Esta poética parte de un primer movimiento: la consideración del poema como un cuerpo sometido a las mismas reglas de desintegración y silencio que rigen fatalmente al cuerpo; y un segundo momento, su inversión, que se atreve, aún a pesar de todo, una fuerza que permite salir al lenguaje, romper la temida clausura del silencio real. Esta desobediencia, del poema, irreductible según Char, no es lingüística en su sentido puro-de ahí la insatisfacción que dejan las lecturas desproporcionadamente tecnificadas de la poesía-, es política. Si hay una fisiología de los textos, también hay una política. El poema, como el Innombrable de Beckett, sigue hablando. Otros discursos, específicamente el discurso politico (a menos que acepte el riesgo de ser escuchado como una parálisis cuyo término es el dogmatismo), y también el discurso de la crítica que a primera vista parece a salvo, sucumbren al espectáculo del sielncio, del olvido.

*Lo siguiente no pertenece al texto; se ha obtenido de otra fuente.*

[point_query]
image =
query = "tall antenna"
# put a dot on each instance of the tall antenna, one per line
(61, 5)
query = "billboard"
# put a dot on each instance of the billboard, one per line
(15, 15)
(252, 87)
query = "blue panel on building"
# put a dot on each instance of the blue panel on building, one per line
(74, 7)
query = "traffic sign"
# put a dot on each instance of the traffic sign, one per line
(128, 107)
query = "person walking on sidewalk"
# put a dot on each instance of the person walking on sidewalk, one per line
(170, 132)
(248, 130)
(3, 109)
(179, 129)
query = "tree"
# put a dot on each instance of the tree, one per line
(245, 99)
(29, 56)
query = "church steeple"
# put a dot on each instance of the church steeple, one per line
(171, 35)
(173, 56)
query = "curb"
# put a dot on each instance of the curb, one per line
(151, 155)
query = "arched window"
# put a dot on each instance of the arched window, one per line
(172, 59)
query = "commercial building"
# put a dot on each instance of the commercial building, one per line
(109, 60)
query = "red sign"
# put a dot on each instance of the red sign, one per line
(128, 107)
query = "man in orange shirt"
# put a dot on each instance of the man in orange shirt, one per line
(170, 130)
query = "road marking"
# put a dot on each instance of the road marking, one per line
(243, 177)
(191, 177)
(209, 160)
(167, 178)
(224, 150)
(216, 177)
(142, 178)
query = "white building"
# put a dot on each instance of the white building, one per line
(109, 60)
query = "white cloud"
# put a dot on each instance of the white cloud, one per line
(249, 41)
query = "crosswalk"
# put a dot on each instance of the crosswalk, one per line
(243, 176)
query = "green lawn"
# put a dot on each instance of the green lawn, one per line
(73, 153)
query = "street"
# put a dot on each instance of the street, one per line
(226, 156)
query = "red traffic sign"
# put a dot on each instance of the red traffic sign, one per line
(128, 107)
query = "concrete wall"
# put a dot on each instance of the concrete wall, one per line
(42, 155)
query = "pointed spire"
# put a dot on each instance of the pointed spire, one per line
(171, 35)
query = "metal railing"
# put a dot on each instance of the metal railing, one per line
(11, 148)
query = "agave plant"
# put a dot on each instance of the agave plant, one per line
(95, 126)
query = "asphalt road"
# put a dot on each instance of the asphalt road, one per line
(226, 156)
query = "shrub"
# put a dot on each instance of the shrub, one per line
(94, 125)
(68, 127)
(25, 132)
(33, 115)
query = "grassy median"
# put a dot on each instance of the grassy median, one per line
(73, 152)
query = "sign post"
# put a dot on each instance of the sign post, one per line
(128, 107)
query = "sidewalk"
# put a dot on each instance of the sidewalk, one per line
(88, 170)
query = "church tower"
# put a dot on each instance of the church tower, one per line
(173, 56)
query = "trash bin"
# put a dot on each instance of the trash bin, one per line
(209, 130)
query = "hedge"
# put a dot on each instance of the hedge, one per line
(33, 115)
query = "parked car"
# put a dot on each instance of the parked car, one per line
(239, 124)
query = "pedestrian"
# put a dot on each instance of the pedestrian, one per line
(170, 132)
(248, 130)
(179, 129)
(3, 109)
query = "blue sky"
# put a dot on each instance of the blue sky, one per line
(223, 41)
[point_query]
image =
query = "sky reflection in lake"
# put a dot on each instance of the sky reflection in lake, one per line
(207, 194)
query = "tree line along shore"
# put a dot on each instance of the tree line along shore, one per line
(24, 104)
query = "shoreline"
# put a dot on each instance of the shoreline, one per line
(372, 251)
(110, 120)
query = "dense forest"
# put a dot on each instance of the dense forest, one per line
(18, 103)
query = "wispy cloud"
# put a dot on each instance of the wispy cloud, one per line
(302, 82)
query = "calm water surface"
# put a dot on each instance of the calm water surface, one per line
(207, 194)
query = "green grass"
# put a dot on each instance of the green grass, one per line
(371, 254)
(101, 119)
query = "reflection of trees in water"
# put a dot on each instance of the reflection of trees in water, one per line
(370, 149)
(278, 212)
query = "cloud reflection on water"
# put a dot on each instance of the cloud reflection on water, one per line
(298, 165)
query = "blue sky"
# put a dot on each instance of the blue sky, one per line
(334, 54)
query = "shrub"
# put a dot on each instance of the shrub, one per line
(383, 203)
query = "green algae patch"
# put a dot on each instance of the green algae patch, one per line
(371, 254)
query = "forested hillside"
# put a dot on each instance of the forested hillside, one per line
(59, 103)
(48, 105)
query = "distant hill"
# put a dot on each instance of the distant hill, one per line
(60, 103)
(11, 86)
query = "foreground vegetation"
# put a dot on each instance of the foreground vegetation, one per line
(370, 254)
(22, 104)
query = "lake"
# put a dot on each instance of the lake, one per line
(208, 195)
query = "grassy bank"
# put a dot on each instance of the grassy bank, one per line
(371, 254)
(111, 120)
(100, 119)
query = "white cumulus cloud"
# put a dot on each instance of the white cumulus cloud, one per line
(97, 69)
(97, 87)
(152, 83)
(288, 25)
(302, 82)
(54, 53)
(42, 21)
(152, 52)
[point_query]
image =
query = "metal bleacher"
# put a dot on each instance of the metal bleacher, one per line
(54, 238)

“Nadie olvida nada”, dice Descomposición, y unas cuantas páginas más adelante, en una inflexión continua, agrega: “nada/ las palabras: el hueco donde no cede esta memoria:”.
Una observación más textual ahora. Rodeado por dos citas de Kafka tomadas de “En la colonia penitenciaria” (una referida a lo cortante de la escritura, la otra a la herida por la que se la descifra) y precedido por un fragmento de Barthes (la ya célebre indicación sobre el placer de la escucha indirecta del texto), Descomposición se ofrece a un vaciamiento de orden: no hay índice, no hay números en las páginas, hay un epílogo al comenzar y un prólogo al acabar, como si dijera: la descomposición es un modo de componer.
Hay otro cuerpo en Cortar por lo sano. Un eros del cuerpo deseado. Si el cuerpo en descomposición, por su realidad obsesionante, no puede ser abandonado al olvido, el cuerpo deseado pero ausente no puede ser reconstruído por la memoria: “No poder/ recordar un rostro” inaugura el largo poema que es el texto. Hay en Cortar por lo sano una amenaza de narratividad. Otra vez la escritura se inflexiona, piensa en un “para sí” y ese “no poder/ arma una historia”.
Sin embargo este errático narcisismo de la escritura es siempre una amenaza. El poema teinen algo de tautológico. Si el sujeto es errático, el objeto está siempre en el horizonte de una amenaza. En todo Cortar por lo sano se escucha la resistencia de un cuerpo. Alguien no puede aparecer, una historia no puede ser contada. Todo el tiempo signos insuficientes de una escena posible: una ventana, una pieza de hotel, un cenicero, algo de lo que el otro dijo, hacia la mitad del poema hay un punto de esta tensión que es remarcable: se le dice al lector que una historia va a ser contada: “paso a contar: paso a paso”. Alguien parece dejar su vagabundeo, va a pasar a contar, que alguien-en la sorprendente contundencia lógica de la escritura-solo pasa a “paso”. El sujeto recupera el error. Otro modo de no estar? que se asegura territorios todavía menos equívocos, todavía menos firmes en la tercera y última parte del poema cuyo título es “libro de viajes para un cuerpo en fuga”.
Esta extranjeridad del sujeto y esta ausencia del cuerpo constituyen otra figura política, la figura adversativa del posibilismo podría decirse: la construcción del deseo como un lugar imposible y deseado.
También en Cortar por lo sano la memoria, el olvido y el lenguaje comprometiéndose: “él pronunciaba y yo recuerdo/ y ésta es la cuestión de la muerte”.
Se dice ahora que es imprescindible que los textos pregunten, las preguntas son éstas: ¿se puede dejar de leer una integración entre el cuerpo desintegrado en Descomposición y el imposible de Cortar por lo sano? ¿Qué une los cadáveres de la historia fechada con la imposibilidad de contar una historia?